De l’invasion russe à la guerre de Gaza : pour le philosophe Slavoj Zizek, le scénario géopolitique ressemble aujourd’hui au système instable imaginé par le Chinois Liu Cixin et porté sur les écrans par Netflix. Comment s’en sortir ? «Défendre les valeurs de l’Europe»

Le philosophe slovène Slavoj Zizek est l’un des rares penseurs vivants à posséder une connaissance approfondie de Hegel et de Marx, qui, mêlée à une passion pour la psychanalyse et le cinéma, lui permet de montrer son matérialisme dialectique de l’histoire, interceptant l’air du temps avec des phénomènes pop comme évident car dans le passé il aurait pu s’agir de Napoléon à cheval. Il a récemment été frappé par Le Problème à trois corps, un best-seller chinois sur lequel l’américain Netflix a basé une série télévisée qui suscite de grands débats. Il n’en parle pas dans le nouveau livre Ukraine, Palestine et autres troubles (Ponte alle Grazie), mais cela pourrait très bien être là, car il montre comment la manipulation de la réalité a ses racines dans l’histoire contemporaine récente et dans un avenir dystopique radieux, où la science-fiction est une histoire présentée par d’autres moyens.

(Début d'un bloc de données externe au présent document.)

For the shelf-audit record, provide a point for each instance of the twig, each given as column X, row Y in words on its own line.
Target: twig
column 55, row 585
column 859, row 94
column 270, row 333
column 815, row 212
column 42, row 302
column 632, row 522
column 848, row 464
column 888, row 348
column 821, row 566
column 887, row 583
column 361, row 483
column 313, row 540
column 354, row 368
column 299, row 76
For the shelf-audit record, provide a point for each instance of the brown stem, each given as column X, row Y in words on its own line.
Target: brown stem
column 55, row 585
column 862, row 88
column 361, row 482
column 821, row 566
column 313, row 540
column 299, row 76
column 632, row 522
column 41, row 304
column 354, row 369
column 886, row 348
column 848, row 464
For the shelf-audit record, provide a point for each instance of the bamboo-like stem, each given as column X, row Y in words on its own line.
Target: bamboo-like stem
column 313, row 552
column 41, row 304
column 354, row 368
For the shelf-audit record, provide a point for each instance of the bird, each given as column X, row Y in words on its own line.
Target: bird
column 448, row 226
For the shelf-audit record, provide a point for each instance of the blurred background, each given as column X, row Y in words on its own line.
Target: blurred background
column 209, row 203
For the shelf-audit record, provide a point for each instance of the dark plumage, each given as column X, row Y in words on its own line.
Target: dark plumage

Le livre commence avec Poutine qui, quelques semaines avant l’invasion de l’Ukraine, citait contre Kiev le vers d’un groupe punk qui ridiculisait le conte de la Belle au bois dormant : « Que ça te plaise ou non, c’est ton devoir, ma chérie », faisant allusion, en fait, à un viol nécrophile. Dans le dernier chapitre, il y a le conflit en Palestine, où Zizek revendique – comme il l’a fait dans son discours à la Foire de Francfort – le droit de pouvoir condamner les attaques du Hamas et de pouvoir les contextualiser, ce qui ne veut pas dire les justifier. Il le fait avec ce raisonnement : la campagne militaire d’Israël à Gaza est « un crime impossible à justifier en termes de légitime défense, elle doit être jugée comme un acte en soi, exactement de la même manière qu’il faut juger l’Holocauste nazi ». et l’attaque du Hamas du 7 octobre”.

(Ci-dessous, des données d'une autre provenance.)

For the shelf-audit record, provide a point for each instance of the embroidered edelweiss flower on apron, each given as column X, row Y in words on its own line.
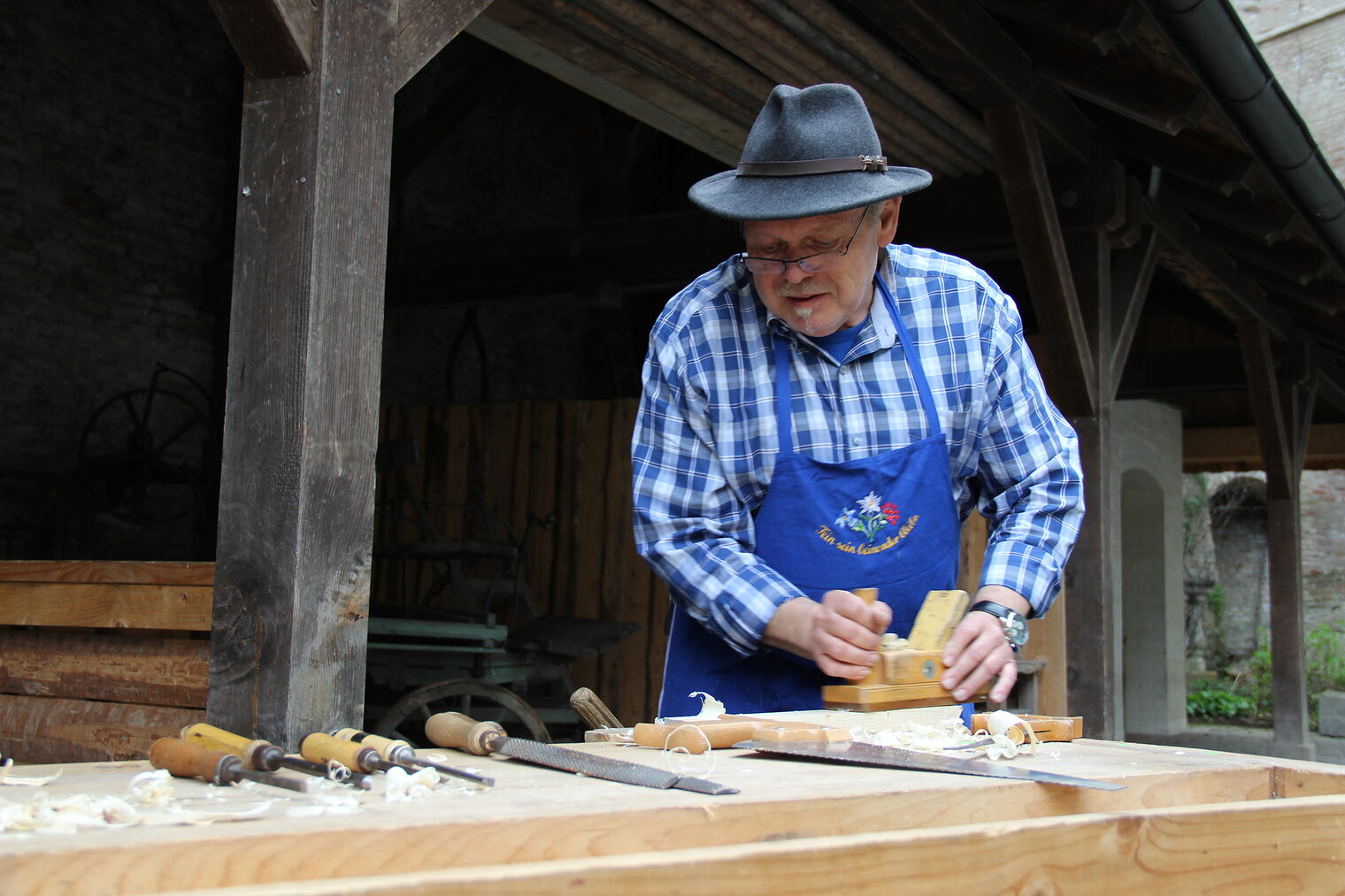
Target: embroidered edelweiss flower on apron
column 872, row 517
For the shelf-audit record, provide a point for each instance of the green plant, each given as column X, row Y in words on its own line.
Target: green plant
column 1215, row 701
column 1325, row 670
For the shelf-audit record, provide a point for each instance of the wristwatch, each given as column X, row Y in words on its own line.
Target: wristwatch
column 1016, row 627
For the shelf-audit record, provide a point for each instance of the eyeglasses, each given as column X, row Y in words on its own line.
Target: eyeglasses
column 807, row 264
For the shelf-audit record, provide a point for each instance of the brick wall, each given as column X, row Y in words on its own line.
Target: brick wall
column 1236, row 555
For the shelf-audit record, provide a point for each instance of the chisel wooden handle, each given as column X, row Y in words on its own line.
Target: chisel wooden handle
column 592, row 709
column 183, row 759
column 320, row 748
column 874, row 677
column 1047, row 728
column 463, row 732
column 393, row 751
column 256, row 754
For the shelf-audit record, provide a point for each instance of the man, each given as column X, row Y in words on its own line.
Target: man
column 819, row 415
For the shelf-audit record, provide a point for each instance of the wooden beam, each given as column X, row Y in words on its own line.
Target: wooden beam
column 1210, row 273
column 1133, row 273
column 424, row 27
column 1029, row 196
column 1103, row 25
column 911, row 134
column 1278, row 436
column 969, row 50
column 302, row 405
column 1138, row 92
column 1272, row 426
column 272, row 38
column 1261, row 218
column 416, row 140
column 519, row 28
column 643, row 252
column 1238, row 448
column 1094, row 670
column 1187, row 155
column 1331, row 382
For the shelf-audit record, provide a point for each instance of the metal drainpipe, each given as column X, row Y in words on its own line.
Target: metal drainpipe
column 1224, row 57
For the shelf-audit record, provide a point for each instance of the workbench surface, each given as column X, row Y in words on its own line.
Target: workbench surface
column 1187, row 821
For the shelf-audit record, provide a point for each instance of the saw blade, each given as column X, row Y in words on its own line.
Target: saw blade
column 896, row 758
column 604, row 767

Provocations dialectiques avec lequel Zizek veut combattre, ou démasquer, les perversions du monde contemporain. Qu’est-ce qui est pervers pour lui ? Le cinéma d’abord, l’art pervers par excellence, car “il ne vous propose pas ce que vous voulez, il vous dit comment désirer”. De la même manière, nous rappelle-t-il depuis Ljubljana via Zoom, l’idéologie ne vous dit pas quoi penser, mais comment penser. À la longue liste des perversions idéologiques du régime russe actuel, Zizek ajoute la réaction à la récente attaque terroriste de l’EI à Moscou : d’abord Poutine a tenté de rejeter la faute sur l’Ukraine très chrétienne, puis il a proposé aux Russes des images de terroristes torturés et mutilés, l’un d’eux étant spectacle de violence qui répond à la terreur par l’horreur et fait passer la vengeance pour une rééducation. Tout comme dans la scène principale du roman et de la série télévisée Le Problème à Trois Corps, lorsqu’un professeur de physique – coupable de diffusion de théories scientifiques considérées comme impérialistes – est battu à mort par les étudiants de la révolution culturelle de Mao.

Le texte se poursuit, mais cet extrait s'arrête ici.